One obvious idea is that the epsilon difference in performance for reranking and not reranking happens to occur at a phase transition. I find this unlikely. My guess (which I've suggested and they seem interested in exploring) is the following. The unreranked parser produces systematic errors, and so self-training just reinforces these errors leading to worse performance. In contrast, the reranked parser has a high variance of errors (this is intuitively reasonable if you think about how reranking works) and therefore these come across as "noise" when you retrain on the large corpus. It's easy to verify this claim: simply remove enough data from the reranked parser so that its performance is comparable to the vanilla parser and see if you still get self-training improvements. If so, I may be right. One can then do a more exhaustive error analysis. Other people have suggested other reasons which I think the Brown folk will also look into. I'm very curious.

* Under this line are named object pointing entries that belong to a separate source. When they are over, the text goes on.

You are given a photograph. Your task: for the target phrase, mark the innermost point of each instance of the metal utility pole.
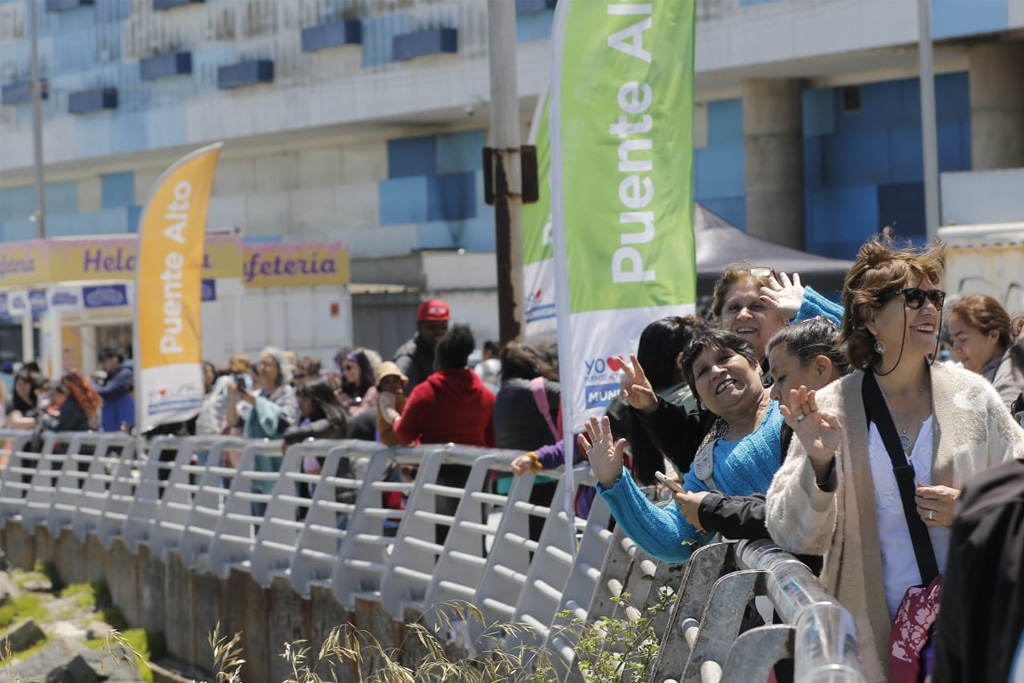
(37, 125)
(929, 133)
(506, 169)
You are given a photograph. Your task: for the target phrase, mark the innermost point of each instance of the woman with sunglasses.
(837, 494)
(982, 332)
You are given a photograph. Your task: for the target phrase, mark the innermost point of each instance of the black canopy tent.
(719, 244)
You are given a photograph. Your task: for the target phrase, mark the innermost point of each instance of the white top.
(899, 566)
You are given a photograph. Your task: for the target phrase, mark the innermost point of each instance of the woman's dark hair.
(325, 402)
(367, 378)
(660, 344)
(525, 361)
(985, 314)
(809, 339)
(716, 339)
(81, 389)
(454, 348)
(37, 383)
(881, 267)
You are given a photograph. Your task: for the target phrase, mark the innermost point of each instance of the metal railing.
(226, 503)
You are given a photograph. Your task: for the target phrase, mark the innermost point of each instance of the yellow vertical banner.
(168, 287)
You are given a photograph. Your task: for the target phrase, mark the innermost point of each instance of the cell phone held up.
(669, 483)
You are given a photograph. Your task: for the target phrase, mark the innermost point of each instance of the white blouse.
(899, 566)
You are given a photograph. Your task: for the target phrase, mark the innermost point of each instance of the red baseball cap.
(434, 309)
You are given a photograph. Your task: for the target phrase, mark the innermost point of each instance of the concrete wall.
(163, 595)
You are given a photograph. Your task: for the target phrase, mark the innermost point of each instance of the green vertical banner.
(538, 254)
(622, 166)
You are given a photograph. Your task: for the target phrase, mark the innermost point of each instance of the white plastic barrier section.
(333, 506)
(228, 503)
(84, 471)
(418, 559)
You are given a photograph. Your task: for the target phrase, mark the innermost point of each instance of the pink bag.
(910, 640)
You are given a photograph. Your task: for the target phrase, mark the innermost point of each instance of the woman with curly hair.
(881, 456)
(80, 408)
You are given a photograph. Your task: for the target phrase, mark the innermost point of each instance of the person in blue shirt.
(119, 404)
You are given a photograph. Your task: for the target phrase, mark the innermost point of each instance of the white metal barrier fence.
(227, 503)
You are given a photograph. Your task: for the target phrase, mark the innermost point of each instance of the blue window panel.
(411, 156)
(378, 38)
(725, 122)
(403, 201)
(92, 135)
(166, 126)
(17, 203)
(901, 206)
(855, 159)
(419, 44)
(94, 99)
(530, 28)
(118, 189)
(845, 215)
(111, 11)
(478, 235)
(952, 156)
(905, 157)
(818, 112)
(460, 152)
(952, 97)
(65, 5)
(160, 5)
(452, 197)
(332, 35)
(61, 197)
(20, 92)
(128, 131)
(162, 66)
(718, 172)
(534, 6)
(17, 230)
(813, 168)
(245, 73)
(965, 17)
(881, 108)
(732, 209)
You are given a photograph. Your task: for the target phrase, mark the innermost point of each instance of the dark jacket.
(981, 613)
(451, 406)
(119, 406)
(518, 423)
(416, 360)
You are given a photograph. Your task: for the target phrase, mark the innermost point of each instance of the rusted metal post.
(506, 168)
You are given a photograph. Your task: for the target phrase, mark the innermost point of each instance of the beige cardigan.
(972, 432)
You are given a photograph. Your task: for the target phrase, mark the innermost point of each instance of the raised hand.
(819, 432)
(783, 295)
(637, 390)
(603, 452)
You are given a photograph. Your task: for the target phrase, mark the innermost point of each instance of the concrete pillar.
(996, 77)
(773, 157)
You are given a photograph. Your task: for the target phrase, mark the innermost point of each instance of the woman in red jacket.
(453, 406)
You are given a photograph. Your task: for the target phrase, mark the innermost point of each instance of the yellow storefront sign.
(305, 264)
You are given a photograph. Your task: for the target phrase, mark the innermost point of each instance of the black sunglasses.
(914, 297)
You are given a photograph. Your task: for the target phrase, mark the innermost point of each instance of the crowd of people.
(850, 433)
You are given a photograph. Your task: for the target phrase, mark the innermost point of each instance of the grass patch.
(145, 645)
(24, 606)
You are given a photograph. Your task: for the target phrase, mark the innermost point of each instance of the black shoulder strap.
(875, 408)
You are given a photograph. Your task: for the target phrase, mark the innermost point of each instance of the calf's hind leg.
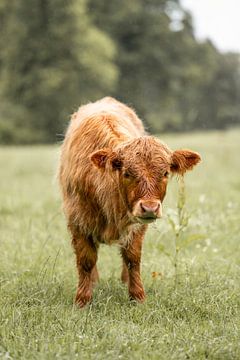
(86, 254)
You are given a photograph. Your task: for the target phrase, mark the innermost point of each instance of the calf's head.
(142, 167)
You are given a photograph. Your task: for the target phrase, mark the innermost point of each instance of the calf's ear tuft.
(99, 158)
(183, 160)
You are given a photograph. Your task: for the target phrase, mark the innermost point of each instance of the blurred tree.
(169, 76)
(52, 58)
(57, 54)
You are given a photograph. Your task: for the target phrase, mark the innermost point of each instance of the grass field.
(191, 312)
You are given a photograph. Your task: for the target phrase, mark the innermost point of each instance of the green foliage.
(53, 57)
(197, 319)
(57, 54)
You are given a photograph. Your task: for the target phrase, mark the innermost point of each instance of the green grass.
(195, 317)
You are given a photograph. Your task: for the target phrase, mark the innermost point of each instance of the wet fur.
(105, 139)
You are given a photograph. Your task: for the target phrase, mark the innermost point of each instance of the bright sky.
(218, 20)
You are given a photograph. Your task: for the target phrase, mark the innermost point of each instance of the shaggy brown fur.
(113, 179)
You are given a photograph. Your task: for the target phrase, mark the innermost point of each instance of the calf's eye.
(126, 175)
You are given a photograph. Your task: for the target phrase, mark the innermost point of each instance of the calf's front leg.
(86, 254)
(131, 255)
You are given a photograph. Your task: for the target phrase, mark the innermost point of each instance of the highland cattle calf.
(113, 178)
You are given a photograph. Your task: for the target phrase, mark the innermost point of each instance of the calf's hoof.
(83, 297)
(137, 295)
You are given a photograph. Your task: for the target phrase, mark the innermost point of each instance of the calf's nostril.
(151, 209)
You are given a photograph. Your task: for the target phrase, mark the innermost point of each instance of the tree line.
(58, 54)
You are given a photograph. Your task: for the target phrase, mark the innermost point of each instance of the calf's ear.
(183, 160)
(100, 157)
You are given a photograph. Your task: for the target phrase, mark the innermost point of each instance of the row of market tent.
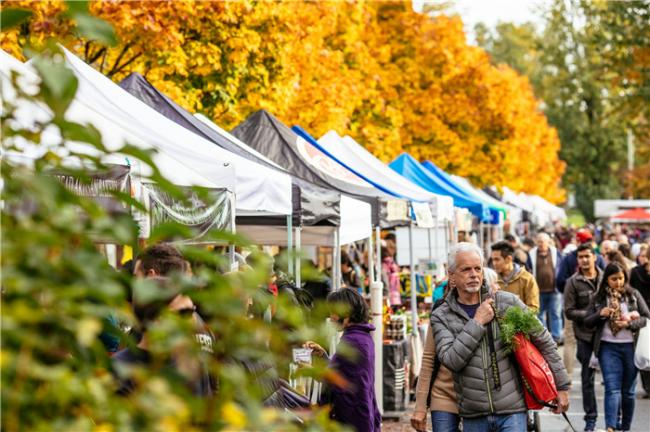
(275, 184)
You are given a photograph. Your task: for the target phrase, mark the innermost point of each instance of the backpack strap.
(491, 332)
(436, 360)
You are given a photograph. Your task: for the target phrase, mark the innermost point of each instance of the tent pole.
(414, 300)
(298, 256)
(429, 241)
(378, 256)
(290, 245)
(336, 261)
(371, 259)
(435, 240)
(233, 229)
(377, 313)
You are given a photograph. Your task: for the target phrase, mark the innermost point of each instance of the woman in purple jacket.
(354, 403)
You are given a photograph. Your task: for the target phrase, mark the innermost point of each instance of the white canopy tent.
(355, 214)
(113, 136)
(28, 112)
(257, 188)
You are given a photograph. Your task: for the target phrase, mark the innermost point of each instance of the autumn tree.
(394, 79)
(590, 67)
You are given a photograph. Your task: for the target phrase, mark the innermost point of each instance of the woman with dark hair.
(353, 400)
(617, 312)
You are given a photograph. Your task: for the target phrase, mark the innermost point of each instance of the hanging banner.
(396, 210)
(423, 216)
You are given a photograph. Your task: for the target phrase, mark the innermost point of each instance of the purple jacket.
(356, 406)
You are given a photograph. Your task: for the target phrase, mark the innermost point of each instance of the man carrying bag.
(468, 343)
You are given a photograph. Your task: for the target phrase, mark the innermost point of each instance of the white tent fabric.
(113, 136)
(518, 200)
(356, 222)
(543, 212)
(354, 156)
(257, 188)
(554, 212)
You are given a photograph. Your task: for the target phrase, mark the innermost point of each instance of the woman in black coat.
(617, 313)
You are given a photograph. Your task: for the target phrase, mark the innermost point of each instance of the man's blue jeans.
(442, 421)
(619, 373)
(517, 422)
(551, 303)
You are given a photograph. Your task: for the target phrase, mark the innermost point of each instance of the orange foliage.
(393, 79)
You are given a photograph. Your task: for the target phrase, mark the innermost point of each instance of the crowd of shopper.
(590, 297)
(590, 289)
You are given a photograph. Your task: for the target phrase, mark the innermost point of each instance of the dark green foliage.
(517, 320)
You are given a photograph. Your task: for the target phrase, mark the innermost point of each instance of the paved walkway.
(555, 423)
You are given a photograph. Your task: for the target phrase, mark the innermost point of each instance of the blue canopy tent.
(409, 167)
(497, 214)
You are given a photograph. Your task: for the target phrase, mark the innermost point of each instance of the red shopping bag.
(538, 381)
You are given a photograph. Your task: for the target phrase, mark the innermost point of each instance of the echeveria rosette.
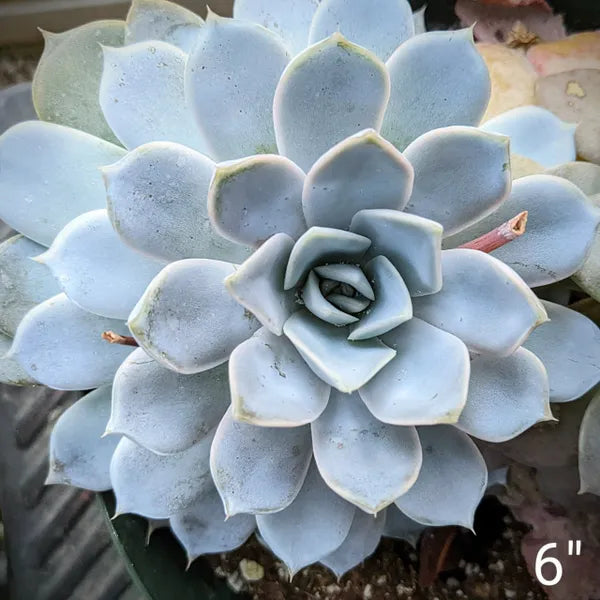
(329, 189)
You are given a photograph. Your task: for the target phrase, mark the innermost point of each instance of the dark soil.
(488, 566)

- Prototype-driven Learning for Sequence Models (Haghighi + Klein). This received the best student paper award (congrats Aria!). The idea in this paper is that we don't want to have to label entire sequences to do normal supervised learning. Instead, what we do is, for each possible label, we list a small number of prototypical words from that label. They then use a constrained MRF, together with distributional similarity features to attempt to learn a sequence labeling model. I think this idea is very interesting, and I am in general very interested in ways of using "not quite right" data to learn to solve problems.

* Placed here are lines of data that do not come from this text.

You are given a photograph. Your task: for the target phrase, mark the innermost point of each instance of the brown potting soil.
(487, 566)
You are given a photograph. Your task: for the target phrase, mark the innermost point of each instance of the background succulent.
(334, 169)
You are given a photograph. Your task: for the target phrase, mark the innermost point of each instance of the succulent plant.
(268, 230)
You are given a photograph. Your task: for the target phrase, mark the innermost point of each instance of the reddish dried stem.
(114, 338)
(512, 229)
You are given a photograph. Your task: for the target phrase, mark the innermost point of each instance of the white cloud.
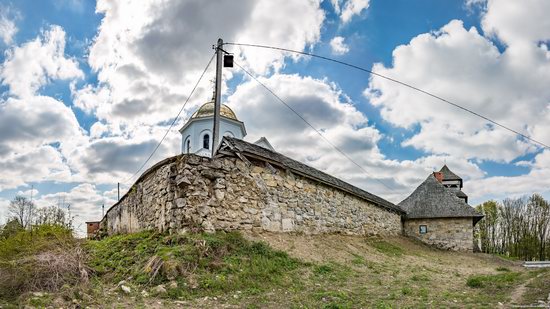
(8, 29)
(348, 8)
(43, 163)
(324, 105)
(85, 202)
(33, 64)
(523, 22)
(466, 68)
(149, 53)
(26, 124)
(338, 46)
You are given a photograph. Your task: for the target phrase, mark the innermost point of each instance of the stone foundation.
(444, 233)
(187, 191)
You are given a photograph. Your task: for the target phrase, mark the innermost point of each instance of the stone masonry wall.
(445, 233)
(187, 191)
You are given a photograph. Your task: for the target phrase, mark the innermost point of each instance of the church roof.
(448, 174)
(432, 200)
(207, 110)
(258, 152)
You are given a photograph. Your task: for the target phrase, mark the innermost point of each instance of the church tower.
(197, 136)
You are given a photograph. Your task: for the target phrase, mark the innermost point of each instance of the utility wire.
(311, 126)
(397, 82)
(175, 119)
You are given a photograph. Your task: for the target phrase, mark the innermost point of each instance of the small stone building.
(437, 213)
(250, 186)
(91, 228)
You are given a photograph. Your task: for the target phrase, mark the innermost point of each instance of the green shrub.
(44, 259)
(202, 263)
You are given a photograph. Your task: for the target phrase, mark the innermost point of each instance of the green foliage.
(10, 229)
(44, 258)
(387, 248)
(515, 227)
(40, 238)
(406, 290)
(203, 264)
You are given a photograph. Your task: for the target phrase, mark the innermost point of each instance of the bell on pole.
(228, 61)
(217, 97)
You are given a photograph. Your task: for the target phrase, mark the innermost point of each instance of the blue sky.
(103, 80)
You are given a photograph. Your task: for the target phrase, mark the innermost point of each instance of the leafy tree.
(22, 209)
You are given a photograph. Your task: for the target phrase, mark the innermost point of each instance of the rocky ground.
(339, 272)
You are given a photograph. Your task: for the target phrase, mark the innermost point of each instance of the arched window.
(206, 141)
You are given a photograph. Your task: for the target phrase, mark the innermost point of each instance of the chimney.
(438, 176)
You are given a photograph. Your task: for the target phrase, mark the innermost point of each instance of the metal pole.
(218, 96)
(30, 209)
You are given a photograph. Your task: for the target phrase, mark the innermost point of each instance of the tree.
(22, 209)
(51, 215)
(488, 227)
(541, 222)
(11, 228)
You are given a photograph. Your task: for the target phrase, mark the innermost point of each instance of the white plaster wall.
(199, 127)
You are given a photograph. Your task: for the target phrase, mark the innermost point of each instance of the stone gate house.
(437, 213)
(248, 186)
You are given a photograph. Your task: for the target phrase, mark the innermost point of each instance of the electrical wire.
(397, 82)
(311, 126)
(175, 119)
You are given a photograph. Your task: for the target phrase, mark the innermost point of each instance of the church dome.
(207, 110)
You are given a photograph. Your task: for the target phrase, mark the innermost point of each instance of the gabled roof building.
(437, 213)
(251, 186)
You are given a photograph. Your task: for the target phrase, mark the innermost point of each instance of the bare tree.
(51, 215)
(22, 209)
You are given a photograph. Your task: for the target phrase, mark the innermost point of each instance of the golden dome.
(207, 110)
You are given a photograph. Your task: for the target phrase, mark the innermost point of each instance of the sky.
(87, 89)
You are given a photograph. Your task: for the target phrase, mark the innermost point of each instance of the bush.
(42, 260)
(203, 263)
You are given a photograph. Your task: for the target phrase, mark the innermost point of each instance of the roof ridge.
(310, 172)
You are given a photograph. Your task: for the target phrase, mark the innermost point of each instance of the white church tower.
(197, 136)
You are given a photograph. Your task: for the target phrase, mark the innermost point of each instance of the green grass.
(387, 248)
(498, 281)
(202, 264)
(538, 288)
(23, 270)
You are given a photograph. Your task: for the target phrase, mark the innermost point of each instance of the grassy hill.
(281, 270)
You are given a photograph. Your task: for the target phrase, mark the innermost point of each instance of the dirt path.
(517, 294)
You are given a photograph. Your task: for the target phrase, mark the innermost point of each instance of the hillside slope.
(291, 271)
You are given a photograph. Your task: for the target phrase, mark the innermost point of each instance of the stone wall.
(444, 233)
(187, 191)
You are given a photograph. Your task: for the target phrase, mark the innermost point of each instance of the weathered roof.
(251, 150)
(459, 193)
(432, 200)
(448, 174)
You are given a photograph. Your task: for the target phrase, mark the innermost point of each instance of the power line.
(311, 126)
(175, 119)
(398, 82)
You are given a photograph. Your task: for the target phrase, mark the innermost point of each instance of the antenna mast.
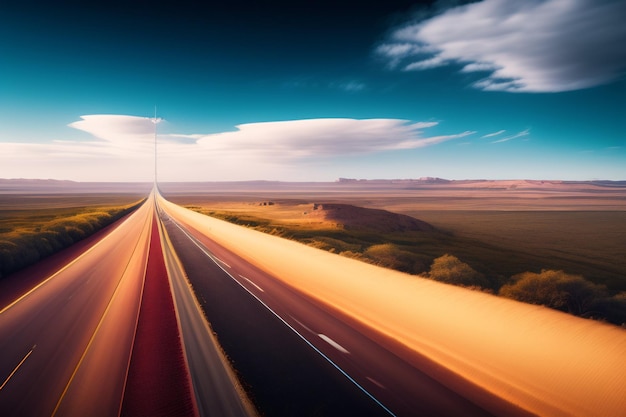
(155, 137)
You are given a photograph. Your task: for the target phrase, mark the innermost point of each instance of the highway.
(65, 345)
(297, 356)
(411, 346)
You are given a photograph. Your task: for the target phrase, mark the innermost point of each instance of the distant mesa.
(375, 220)
(422, 180)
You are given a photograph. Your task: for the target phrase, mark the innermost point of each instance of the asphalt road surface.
(65, 344)
(296, 356)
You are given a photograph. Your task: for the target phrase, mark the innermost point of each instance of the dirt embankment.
(360, 218)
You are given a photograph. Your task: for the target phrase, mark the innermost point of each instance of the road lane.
(283, 374)
(158, 383)
(60, 317)
(493, 351)
(398, 386)
(97, 385)
(216, 388)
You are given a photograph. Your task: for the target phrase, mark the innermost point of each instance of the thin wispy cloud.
(121, 148)
(517, 135)
(521, 46)
(490, 135)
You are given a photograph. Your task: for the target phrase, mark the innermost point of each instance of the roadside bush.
(556, 289)
(391, 256)
(452, 270)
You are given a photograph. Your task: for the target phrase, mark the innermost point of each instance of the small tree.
(451, 270)
(555, 289)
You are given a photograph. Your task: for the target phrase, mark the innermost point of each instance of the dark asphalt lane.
(49, 338)
(283, 375)
(264, 350)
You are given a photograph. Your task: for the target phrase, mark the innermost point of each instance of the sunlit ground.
(547, 362)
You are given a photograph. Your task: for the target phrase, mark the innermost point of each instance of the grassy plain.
(35, 226)
(500, 229)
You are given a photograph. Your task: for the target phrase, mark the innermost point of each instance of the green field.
(34, 227)
(491, 250)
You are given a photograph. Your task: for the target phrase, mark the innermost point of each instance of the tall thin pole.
(155, 136)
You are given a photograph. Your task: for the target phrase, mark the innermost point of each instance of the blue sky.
(313, 91)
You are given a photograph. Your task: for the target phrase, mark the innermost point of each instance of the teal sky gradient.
(213, 69)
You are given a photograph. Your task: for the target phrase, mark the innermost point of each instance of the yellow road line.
(42, 283)
(17, 367)
(93, 336)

My only concern with this approach is that it is quite strict to require that all occurances of prototypical words get their associated tag. This is perhaps okay for something like POS tagging, but in general problems, I feel that words are too ambiguous for this to work. (And, for completeness, since I asked this question at the talk, I would have liked to have seen at least one baseline model that made use of the prototypes, even in a naive way.)
- Quasi-Synchronous Grammars: Alignment by Soft Projection of Syntactic Dependencies (D Smith + Eisner, SMT Workshop). This paper makes the argument that the raw synchronicity assumptions made by SCFGs for either projection or translation is too strong (others, like Hwa, have argued the same). They analyze the sorts of transformations required to explain real parallel data (does a parent/child end up as a parent/child after translation, or is sisterhood maintained). They propose a translation model that can account for much more varied transformations that standard SCFGs. It's a workshop paper, and there's no decoder yet, but talking to David afterwards, they are actively working on this and it may actually be safe to hold one's breath.

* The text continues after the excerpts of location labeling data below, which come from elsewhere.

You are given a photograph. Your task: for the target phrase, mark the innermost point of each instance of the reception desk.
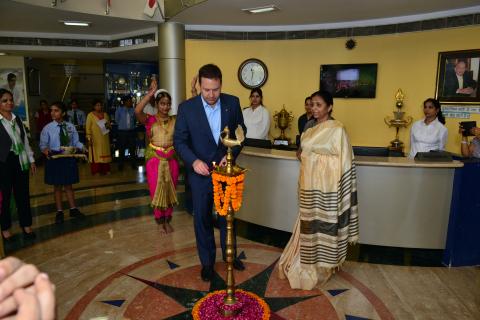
(402, 203)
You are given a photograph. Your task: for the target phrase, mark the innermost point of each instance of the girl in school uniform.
(61, 172)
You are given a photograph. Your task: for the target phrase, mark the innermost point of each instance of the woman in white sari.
(328, 216)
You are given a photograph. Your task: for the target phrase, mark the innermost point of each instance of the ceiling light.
(263, 9)
(75, 23)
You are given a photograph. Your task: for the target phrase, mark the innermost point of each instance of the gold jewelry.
(164, 150)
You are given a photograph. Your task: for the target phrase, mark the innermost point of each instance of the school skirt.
(62, 171)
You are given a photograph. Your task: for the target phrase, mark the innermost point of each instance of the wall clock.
(252, 73)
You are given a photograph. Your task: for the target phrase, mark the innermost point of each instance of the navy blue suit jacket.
(193, 138)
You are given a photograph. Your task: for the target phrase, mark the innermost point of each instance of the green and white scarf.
(18, 146)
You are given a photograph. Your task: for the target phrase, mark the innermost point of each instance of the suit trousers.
(12, 178)
(204, 226)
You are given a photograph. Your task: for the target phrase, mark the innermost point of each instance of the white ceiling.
(20, 17)
(216, 14)
(42, 21)
(302, 12)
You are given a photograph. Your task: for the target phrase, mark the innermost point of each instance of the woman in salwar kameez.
(161, 163)
(328, 216)
(97, 131)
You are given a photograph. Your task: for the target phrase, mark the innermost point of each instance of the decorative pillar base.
(249, 306)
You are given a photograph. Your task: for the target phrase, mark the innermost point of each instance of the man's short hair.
(209, 71)
(11, 76)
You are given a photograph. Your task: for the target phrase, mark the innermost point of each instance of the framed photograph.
(457, 77)
(349, 80)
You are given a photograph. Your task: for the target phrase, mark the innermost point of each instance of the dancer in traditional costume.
(161, 163)
(328, 217)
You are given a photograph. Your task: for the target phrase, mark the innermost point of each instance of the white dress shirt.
(426, 137)
(257, 122)
(150, 110)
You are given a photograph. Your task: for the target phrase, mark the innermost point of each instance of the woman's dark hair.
(209, 71)
(95, 101)
(438, 107)
(326, 96)
(3, 91)
(163, 94)
(257, 90)
(11, 76)
(60, 105)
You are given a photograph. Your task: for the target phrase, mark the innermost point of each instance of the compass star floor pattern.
(155, 291)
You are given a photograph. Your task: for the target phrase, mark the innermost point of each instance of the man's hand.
(201, 167)
(36, 304)
(223, 162)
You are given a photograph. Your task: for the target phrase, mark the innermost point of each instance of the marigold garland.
(252, 306)
(227, 190)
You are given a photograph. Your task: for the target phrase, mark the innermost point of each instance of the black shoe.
(5, 239)
(75, 213)
(207, 273)
(59, 217)
(29, 235)
(237, 264)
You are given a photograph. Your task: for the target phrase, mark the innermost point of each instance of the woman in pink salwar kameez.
(161, 163)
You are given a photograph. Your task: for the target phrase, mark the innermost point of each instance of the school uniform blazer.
(6, 141)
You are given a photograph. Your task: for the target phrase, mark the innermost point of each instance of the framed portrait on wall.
(457, 77)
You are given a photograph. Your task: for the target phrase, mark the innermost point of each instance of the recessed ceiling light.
(75, 23)
(263, 9)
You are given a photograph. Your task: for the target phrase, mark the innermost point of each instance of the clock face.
(252, 73)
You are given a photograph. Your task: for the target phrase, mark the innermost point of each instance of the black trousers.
(204, 226)
(12, 178)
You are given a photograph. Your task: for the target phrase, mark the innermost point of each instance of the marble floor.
(118, 264)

- Computational Challenges in Parsing by Classification (Turian + Melamed, CHPJISLP Workshop). This is a history-based parsing-as-classification model, where one essentially parses in a bottom-up, sequential fashion. A lot of this paper is dedicated to talking about how to scale up to being able to train decision trees as classifiers (laziness, parallelization and sampling provide a 100 fold speedup), but something I found extremely interesting (though not shocking once you hear it) is that right-to-left search outperformed left-to-right. The obvious explanation is that English is largely right-branching, and by searching right-to-left, most decisions remain strongly local. They achive quite impressive results, and there's some obvious way in which this algorithm could be Searnified.